The application of TUD data is under one assumption that all TUD data recorded outdoor users' online footprints. Indoor and outdoor users' online footprint were all recorded in TUD data. However, people within constructions were exposed to lower exceedance PM_2.5 exposure. HEPE and DCEPE were overestimated when all TUD data were considered. Therefore, this resulted in uncertainty. To reduce this uncertainty, urban construction information should be introduced into this kind of research. With this data, individual online footprint located within constructions are not considered. As a result, HEPE and DCEPE assessment are more accurate and precise.

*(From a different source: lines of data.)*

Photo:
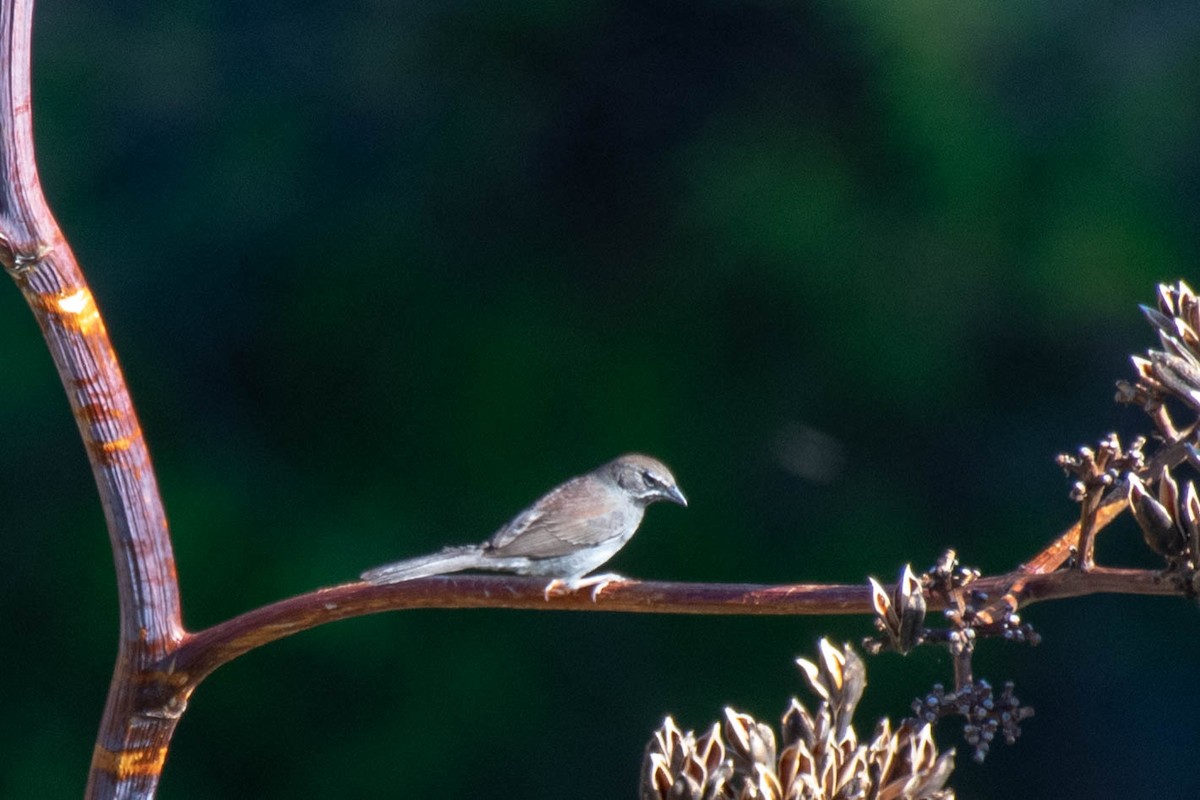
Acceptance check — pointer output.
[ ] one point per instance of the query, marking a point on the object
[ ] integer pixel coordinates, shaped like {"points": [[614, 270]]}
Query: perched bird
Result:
{"points": [[570, 531]]}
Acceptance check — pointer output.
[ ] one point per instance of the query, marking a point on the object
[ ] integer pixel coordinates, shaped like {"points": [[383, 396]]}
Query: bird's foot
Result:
{"points": [[598, 583]]}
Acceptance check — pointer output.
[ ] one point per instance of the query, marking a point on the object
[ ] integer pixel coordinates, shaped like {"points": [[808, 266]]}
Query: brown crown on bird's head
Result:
{"points": [[647, 480]]}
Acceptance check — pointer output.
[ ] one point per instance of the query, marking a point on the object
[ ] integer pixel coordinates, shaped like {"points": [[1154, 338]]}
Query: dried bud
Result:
{"points": [[1157, 525]]}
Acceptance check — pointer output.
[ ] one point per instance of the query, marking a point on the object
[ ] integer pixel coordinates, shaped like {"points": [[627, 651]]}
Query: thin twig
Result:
{"points": [[131, 744], [204, 651]]}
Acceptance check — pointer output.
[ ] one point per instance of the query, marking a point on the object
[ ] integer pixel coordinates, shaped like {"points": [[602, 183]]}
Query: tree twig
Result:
{"points": [[131, 744]]}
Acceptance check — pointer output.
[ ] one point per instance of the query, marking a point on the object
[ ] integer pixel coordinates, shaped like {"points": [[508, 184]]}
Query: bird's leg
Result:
{"points": [[598, 583]]}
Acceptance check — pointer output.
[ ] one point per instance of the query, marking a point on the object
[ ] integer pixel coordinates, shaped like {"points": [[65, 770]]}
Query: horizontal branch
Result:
{"points": [[204, 651]]}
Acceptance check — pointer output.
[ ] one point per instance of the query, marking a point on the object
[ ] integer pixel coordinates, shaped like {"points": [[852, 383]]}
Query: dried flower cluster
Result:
{"points": [[985, 713], [971, 615], [1173, 372], [821, 757]]}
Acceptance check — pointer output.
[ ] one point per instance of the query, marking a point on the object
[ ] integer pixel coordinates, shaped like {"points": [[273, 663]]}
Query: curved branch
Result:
{"points": [[202, 653], [131, 743]]}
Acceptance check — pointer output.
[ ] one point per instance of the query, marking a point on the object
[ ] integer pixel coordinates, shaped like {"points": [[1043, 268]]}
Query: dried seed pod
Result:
{"points": [[1157, 524]]}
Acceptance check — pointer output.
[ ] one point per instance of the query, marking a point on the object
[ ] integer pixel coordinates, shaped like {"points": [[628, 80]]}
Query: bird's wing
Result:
{"points": [[568, 518]]}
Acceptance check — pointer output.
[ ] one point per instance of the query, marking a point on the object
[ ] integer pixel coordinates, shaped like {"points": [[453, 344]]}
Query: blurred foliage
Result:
{"points": [[382, 272]]}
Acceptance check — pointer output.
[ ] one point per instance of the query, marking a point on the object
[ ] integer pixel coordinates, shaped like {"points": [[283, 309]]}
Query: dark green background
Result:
{"points": [[382, 272]]}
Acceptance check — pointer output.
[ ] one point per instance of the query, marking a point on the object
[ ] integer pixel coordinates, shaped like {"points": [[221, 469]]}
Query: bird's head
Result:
{"points": [[646, 480]]}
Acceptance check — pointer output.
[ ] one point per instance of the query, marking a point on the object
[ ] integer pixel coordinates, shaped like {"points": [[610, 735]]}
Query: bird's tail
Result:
{"points": [[449, 559]]}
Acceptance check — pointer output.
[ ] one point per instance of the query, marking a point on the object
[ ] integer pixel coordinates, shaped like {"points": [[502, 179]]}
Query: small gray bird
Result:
{"points": [[570, 531]]}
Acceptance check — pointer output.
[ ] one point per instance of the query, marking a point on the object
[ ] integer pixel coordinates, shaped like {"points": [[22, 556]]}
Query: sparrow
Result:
{"points": [[567, 534]]}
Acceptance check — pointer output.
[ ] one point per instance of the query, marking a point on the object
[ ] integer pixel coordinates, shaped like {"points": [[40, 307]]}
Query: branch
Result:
{"points": [[202, 653], [131, 745]]}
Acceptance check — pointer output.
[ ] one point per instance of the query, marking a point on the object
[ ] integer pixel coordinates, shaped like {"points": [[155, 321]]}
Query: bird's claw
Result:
{"points": [[598, 583]]}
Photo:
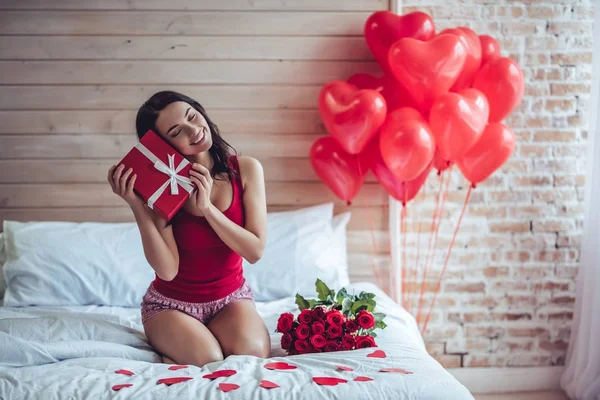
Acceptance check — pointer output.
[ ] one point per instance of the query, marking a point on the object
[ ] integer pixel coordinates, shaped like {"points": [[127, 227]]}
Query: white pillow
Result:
{"points": [[298, 250], [66, 263]]}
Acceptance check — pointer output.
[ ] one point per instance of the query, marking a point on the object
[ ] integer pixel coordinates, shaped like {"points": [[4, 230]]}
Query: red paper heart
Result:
{"points": [[395, 95], [220, 374], [280, 366], [177, 367], [268, 384], [377, 354], [502, 82], [121, 386], [124, 372], [473, 62], [351, 116], [398, 370], [384, 28], [172, 381], [328, 381], [495, 146], [406, 144], [457, 121], [339, 170], [428, 69], [228, 387]]}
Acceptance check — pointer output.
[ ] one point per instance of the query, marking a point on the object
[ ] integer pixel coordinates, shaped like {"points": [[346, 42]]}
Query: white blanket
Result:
{"points": [[73, 352]]}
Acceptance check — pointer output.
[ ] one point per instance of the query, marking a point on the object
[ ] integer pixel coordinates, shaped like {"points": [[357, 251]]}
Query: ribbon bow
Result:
{"points": [[175, 180]]}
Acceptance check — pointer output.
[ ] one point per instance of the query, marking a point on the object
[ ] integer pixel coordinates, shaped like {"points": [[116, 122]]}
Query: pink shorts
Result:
{"points": [[154, 303]]}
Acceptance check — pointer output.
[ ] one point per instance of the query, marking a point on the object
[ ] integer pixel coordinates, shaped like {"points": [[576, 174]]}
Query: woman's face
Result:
{"points": [[184, 128]]}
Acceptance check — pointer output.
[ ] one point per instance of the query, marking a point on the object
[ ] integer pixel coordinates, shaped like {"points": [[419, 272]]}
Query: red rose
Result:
{"points": [[285, 322], [305, 316], [286, 341], [334, 331], [302, 331], [331, 346], [348, 341], [351, 326], [365, 341], [334, 317], [318, 341], [365, 319], [318, 328], [302, 346], [319, 313]]}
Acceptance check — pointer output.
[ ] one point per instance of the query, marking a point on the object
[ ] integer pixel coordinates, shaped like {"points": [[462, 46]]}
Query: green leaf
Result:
{"points": [[342, 294], [346, 305], [322, 290], [379, 316], [366, 296], [359, 305], [312, 303], [302, 302]]}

Future challenges should be addressed here. In our study, HEPE and DCEPE were assessed with the coupling of air pollution monitoring data and social media data. Due to the spatial uneven of air pollution monitoring stations, we only conducted our research focusing on central downtown areas of Guangzhou. The amounts and spatial distribution of air pollution station is one major restriction to apply our methodology in rural areas. By applying of remote sensing technology, this barriers might be broken. However, the temporal resolution of remote sensing is usually larger than one day. Hourly variations of HEPE and DCEPE can also not be achieved. One good news is that China is developing air pollution monitoring networks. More automatic monitoring stations are constructing. With this development, we can transfer this challenge to one opportunity to introduce our methodology into more relative studies.

Urbanization leads to large artificial land coverage and rapid economic development. Consequently, great energy demands and an overall increase in individual wealth. As a result, industrial consumption energy and vehicles increase. Air pollution emissions such as PM_2.5, NO_x, SO₂, become public health as well as social concerns. Moreover, artificial land coverage accelerates the urban heat island effect, which prevents the dispersion of air pollution. Therefore, air pollution control measures are essential for both environmental protection and public health (Ding et al 2019). However, to the spatiotemporal details of implementing low cost air pollution control measures were still unclear. In this study, we extracted the spatial variation pattern of HEPE, and investigated potential determining factors. Our study showed that the AE of HEPE moved from the northwest to the center of the study area. The HEPE extending direction shifted from northeast-southwest to east-west, accounting for population mobility and CFZs. As Tianhe District is a mixed residential and working area, most people working in this area reside outside the area. During weekdays, workers travel to Tianhe District via individual vehicles or public transportation, especially after 10:00, which is the beginning of the work day. Heavy vehicle use releases PM_2.5, increasing the public PM_2.5 exposure risk. Related research showed that PM_2.5 released from vehicles accounted for more than half of the total amount of PM_2.5( Chan et al 1999, Gillies et al 2001, Vijayan and Kumar 2010, Anenberg et al 2017). During weekends, people travel to Tianhe District for commercial, catering, or leisure services. Among these services, catering services may release 2.5–9.6 times higher PM_2.5 than other services (Li et al 2015). Thus, suitable PM_2.5 control measures should be implemented in public service areas from the beginning of the work day, especially at transportation stations and eateries.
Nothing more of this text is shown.